English English Indonesian Indonesian
oleh

Pertumbuhan Lokal untuk Keadilan dan Kejayaan Indonesia Emas 2045

Oleh: TAJUDDIN NOER*

Kehancuran sebuah bangsa dimulai ketika keadilan digusur oleh keserakahan.

Kalimat ini bukan sekadar retorika, melainkan cermin nyata dari relasi kuasa yang timpang antara pusat dan daerah. Ketika elite pusat menguasai hampir seluruh Izin Usaha Pertambangan (IUP) di wilayah-wilayah kaya sumber daya seperti Sulawesi Tenggara, Papua, dan Kalimantan, yang terjadi bukanlah pembangunan—melainkan kolonialisme dalam wajah baru.

Daerah hanya menjadi “kuli kekayaan nasional”, tanpa suara yang setara dalam distribusi hasilnya. Riset Badan Kebijakan Fiskal (BKF) menunjukkan, proporsi Dana Bagi Hasil (DBH) dari sektor tambang dan perkebunan tak pernah mencerminkan nilai ekstraksi yang terjadi di daerah.

Wilayah yang rusak lingkungannya, tergilas adatnya, dan koyak sosialnya, hanya menerima remah dari hasil tambang, setelah dipangkas habis oleh sistem perpajakan terpusat. Dalam situasi inilah, “Misi Perlawanan Lokal” menemukan momentumnya.
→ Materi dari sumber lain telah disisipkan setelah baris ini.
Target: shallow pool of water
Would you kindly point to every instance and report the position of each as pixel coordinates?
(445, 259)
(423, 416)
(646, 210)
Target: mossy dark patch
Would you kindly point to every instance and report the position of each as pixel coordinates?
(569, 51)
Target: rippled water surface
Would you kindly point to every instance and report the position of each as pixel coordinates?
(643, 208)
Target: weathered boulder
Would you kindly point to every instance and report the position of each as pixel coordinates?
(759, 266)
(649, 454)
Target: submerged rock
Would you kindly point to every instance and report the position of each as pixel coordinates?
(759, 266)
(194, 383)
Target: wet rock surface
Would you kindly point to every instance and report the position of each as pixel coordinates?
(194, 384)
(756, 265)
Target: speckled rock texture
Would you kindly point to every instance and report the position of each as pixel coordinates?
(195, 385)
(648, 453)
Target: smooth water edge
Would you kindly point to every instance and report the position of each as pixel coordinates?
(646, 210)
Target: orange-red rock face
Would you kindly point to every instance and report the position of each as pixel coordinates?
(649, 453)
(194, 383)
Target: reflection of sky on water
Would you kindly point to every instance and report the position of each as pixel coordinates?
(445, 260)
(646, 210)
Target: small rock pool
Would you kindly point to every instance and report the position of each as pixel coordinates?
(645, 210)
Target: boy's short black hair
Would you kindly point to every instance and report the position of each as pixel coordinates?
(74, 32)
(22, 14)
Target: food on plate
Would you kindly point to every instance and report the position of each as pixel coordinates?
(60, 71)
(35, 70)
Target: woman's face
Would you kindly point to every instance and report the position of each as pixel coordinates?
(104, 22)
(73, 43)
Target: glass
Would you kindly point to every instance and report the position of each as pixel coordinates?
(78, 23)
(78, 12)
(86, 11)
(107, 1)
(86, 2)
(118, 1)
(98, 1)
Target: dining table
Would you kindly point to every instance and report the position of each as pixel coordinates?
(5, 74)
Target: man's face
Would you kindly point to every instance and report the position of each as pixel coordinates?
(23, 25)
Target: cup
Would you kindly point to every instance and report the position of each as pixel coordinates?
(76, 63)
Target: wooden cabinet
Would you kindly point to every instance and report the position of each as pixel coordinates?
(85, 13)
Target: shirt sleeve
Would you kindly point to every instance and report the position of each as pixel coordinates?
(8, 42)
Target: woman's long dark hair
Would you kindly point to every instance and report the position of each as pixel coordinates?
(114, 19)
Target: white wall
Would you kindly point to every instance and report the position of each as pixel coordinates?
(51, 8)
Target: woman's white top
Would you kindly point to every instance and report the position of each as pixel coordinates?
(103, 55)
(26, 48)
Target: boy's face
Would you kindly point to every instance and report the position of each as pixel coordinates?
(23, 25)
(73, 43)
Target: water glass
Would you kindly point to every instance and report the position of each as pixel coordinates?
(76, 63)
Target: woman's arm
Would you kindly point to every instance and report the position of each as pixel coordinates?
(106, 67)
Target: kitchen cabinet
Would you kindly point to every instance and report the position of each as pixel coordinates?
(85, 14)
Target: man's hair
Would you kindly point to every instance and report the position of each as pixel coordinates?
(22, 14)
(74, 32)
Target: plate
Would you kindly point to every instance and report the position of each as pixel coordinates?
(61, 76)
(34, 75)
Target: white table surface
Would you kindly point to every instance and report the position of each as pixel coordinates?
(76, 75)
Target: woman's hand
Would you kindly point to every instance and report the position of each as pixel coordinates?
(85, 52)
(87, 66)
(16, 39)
Ini bukan sekadar penolakan administratif terhadap kebijakan pusat, tetapi perjuangan ideologis dan konstitusional.

Perjuangan untuk mengembalikan makna keadilan dalam pembangunan nasional, sebagaimana semangat Pasal 33 UUD 1945: bahwa bumi, air, dan kekayaan alam yang terkandung di dalamnya dikuasai oleh negara dan dipergunakan sebesar-besarnya untuk kemakmuran rakyat—bukan kemewahan elite.

Eksploitasi Timpang

Menurut Prof. Dr. Syahruddin Naim (2023), dominasi pusat dalam perizinan dan pengelolaan sumber daya telah menciptakan relasi eksploitasi yang timpang. “Keadilan tidak cukup diukur dari distribusi anggaran, tetapi dari siapa yang berhak menentukan arah pembangunan,” tegasnya dalam seminar nasional di Universitas Halu Oleo, Kendari.

Lebih dari 65% investasi tambang dan perkebunan dikuasai oleh perusahaan yang berafiliasi dengan elite Jakarta, menurut data Komite Pemantauan Pelaksanaan Otonomi Daerah (KPPOD). Jakarta menjadi episentrum kapitalisme ekstraktif, sementara daerah diposisikan sebagai lumbung yang terus digerus, tanpa proteksi sosial maupun kultural.

Ironisnya, sebagian elite lokal justru berperan sebagai perpanjangan tangan kekuasaan pusat. Bukan menjadi pelindung hak-hak rakyat, melainkan broker yang menjual tanah dan masa depan warganya sendiri. Dalam skenario seperti ini, perjuangan lokal bukan saja penting—melainkan mendesak. Harus ada rekonstruksi relasi kekuasaan, bukan sekadar redistribusi ekonomi.

Tokoh lokal seperti Ir. La Ode Muh. Farihin (Ketua Forum Daerah Tambang Berkelanjutan) menyebut bahwa kebangkitan lokal adalah prasyarat kejayaan Indonesia. “Jangan bicara Indonesia Emas kalau emasnya sendiri tidak dinikmati oleh rakyat di sekitar tambang,” ujarnya dalam forum publik di Kendari tahun 2024.

Perlawanan lokal bukan bentuk separatisme. Justru ini adalah bentuk paling autentik dari nasionalisme—karena berakar dari kesadaran akan keadilan dan martabat. Ketika rakyat daerah menuntut hak atas tanah, lingkungan, dan penghidupan yang layak, mereka sedang menyelamatkan republik dari kehancuran struktural yang menggerogoti fondasinya.